There is a critical shortage of nurses and other state agency workers needed to investigate a backlog of approximately 200 complaints against nursing homes in Georgia. The problem is also preventing timely recertification surveys of about 100 nursing homes.

The complaints were not considered problems of “immediate jeopardy” involving risk of serious harm to the health and safety of patients, the state Department of Health told Georgia Health News. Still, the complaints should be investigated as a matter of standard procedure. The same can be said of the recertification surveys.

But the needed work cannot be done without additional staff and there are no funds budgeted for outside vendors, according to the health department. This problem is shared by other state agencies involved in health care, including the Division of Family and Children Services that recently sought about 500 caseworkers and eligibility staff to help people enroll in Medicaid, food stamps and other assistance programs.

“Simply put, we have a supply and demand issue,” said Tony Marshall, president and CEO of the Georgia Health Care Association, which represents the nursing home industry. Good compensation packages for nursing home employees also encounter the problem of inadequate Medicaid reimbursement, according to Marshall.

The shortage of nurses for hospitals, clinics, hospices and schools throughout Georgia is projected to get worse as an increase in retirement of experienced registered nurses is combined with a growing elderly population that has increasing health care needs. The state’s demand for registered nurses will reach an estimated 101,000 in little more than a decade while the supply is expected to be 98,800. In addition, Georgia will need 10,000 more licensed practical nurses than it can supply by 2030, GHN reports. Nationwide, a shortage of nearly one million nurses is looming by 2022, the Bureau of Labor Statistics projects.

Doing its part to fill the gap is Chattahoochee Technical College’s Associate of Nursing Science RN program, which graduates between 35 and 50 registered nurses every year through its traditional 16-month schedule at the Dallas campus. In addition, 15 to 20 licensed practical nurses are enrolled in the school’s three-month Bridge program to become RNs, according to Quetina Pittman-Howell, director of nursing. This program is setting the pace in Georgia, already ranked third in the state by a national nursing organization, and the school’s practical nursing program was rated No. 1 in the state by PracticalNursing.org.

Accelerated nursing degree programs are offered at Kennesaw State’s Wellstar School of Nursing and at Mercer University’s Georgia Baptist College of Nursing at its Atlanta campus.
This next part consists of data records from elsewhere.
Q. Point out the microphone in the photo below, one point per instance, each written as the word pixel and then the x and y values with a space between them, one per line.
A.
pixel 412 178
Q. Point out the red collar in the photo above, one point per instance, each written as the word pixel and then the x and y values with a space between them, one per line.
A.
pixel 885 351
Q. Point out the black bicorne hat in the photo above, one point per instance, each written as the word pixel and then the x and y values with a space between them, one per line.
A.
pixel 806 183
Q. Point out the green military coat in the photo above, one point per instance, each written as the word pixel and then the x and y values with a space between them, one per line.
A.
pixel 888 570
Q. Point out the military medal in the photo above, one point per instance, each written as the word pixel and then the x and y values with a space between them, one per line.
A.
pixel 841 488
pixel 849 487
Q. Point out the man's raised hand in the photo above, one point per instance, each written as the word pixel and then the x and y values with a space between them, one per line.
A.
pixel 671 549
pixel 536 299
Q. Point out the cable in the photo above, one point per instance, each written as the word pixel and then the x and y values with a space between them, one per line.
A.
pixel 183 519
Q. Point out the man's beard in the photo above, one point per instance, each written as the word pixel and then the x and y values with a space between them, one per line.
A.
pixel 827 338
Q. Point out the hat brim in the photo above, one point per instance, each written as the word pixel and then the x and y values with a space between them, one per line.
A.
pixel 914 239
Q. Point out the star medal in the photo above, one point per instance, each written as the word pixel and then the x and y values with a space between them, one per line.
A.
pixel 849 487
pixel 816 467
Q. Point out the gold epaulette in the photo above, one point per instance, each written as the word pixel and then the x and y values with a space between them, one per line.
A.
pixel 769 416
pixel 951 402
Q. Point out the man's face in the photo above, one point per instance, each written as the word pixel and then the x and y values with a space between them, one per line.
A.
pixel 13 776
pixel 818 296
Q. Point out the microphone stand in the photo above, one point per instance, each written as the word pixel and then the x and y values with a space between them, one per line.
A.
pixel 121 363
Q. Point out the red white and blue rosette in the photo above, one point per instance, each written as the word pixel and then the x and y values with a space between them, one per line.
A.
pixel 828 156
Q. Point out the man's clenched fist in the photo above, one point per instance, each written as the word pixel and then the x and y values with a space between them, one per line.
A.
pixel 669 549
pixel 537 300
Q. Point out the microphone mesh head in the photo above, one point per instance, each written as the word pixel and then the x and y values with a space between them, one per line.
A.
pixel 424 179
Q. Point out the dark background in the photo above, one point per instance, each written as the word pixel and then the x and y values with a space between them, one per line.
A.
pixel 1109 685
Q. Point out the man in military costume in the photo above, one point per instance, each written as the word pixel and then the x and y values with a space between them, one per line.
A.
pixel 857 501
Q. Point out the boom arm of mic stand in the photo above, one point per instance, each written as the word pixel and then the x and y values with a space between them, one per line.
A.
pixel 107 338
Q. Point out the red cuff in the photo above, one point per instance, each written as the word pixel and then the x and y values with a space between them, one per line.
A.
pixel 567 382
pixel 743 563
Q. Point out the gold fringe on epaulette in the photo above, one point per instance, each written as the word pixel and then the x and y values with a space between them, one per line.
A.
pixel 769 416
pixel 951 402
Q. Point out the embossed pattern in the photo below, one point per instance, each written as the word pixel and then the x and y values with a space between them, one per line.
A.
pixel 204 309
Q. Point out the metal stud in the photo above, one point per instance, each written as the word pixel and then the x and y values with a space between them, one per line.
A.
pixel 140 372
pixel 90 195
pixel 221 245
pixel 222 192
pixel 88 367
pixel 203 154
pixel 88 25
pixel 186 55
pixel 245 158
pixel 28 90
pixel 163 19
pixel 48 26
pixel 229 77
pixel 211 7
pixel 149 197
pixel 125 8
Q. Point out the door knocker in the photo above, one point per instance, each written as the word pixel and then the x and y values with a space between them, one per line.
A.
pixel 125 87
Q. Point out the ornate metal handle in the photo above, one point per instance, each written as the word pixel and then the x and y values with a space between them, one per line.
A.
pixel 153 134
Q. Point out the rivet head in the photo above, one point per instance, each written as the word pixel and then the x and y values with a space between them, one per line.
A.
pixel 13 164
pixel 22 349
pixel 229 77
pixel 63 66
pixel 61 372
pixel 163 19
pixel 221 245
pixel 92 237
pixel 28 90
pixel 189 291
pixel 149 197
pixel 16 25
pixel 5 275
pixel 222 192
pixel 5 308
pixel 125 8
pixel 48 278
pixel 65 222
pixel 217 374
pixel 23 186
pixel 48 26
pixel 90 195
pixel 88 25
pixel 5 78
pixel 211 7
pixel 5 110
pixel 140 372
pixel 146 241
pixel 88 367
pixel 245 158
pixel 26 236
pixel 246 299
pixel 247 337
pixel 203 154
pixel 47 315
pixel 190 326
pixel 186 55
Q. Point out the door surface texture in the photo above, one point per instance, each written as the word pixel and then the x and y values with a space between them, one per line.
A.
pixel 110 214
The objective is to reach students who already have bachelor’s degrees in other fields and want to enter the nursing profession.

Mercer points to a bright spot in Atlanta’s health care market, saying many hospitals “are willing to hire more nursing school graduates than ever before by way of their residency programs,” thus helping to offset the decline in seasoned nursing staff. But even with such programs, the outlook for supplying the needs comes up short, Dean Linda Streit of Mercer told GHN. “If every nursing program in Georgia graduated the same number they’re doing right now and they all stayed in Georgia, we would still have a shortage,” she said.

However, a new Georgia law should have a noticeably positive impact on the problem. Enacted this year and signed by Gov. Brian Kemp in April, the law became effective July 1. It is expected “to quickly expand the clinical training opportunities for nurses,” according to the advocacy group Campaign for Action. The objective is to keep clinical nursing educators in the state through a tax credit for training advanced-practice registered nurses. The credit is available to all advanced-practice providers of clinical training and not only to physicians as was previously the case. Thus, more students will be trained and ready to serve in the nursing field.

This case illustrates how creative cooperation between the public and private sector can result in important benefits for the community at large. Looking ahead, Kemp and the General Assembly, together with educators and the entire health care community, should continue seeking new ways to address Georgia’s shortage of nurses. There’s not an acceptable alternative.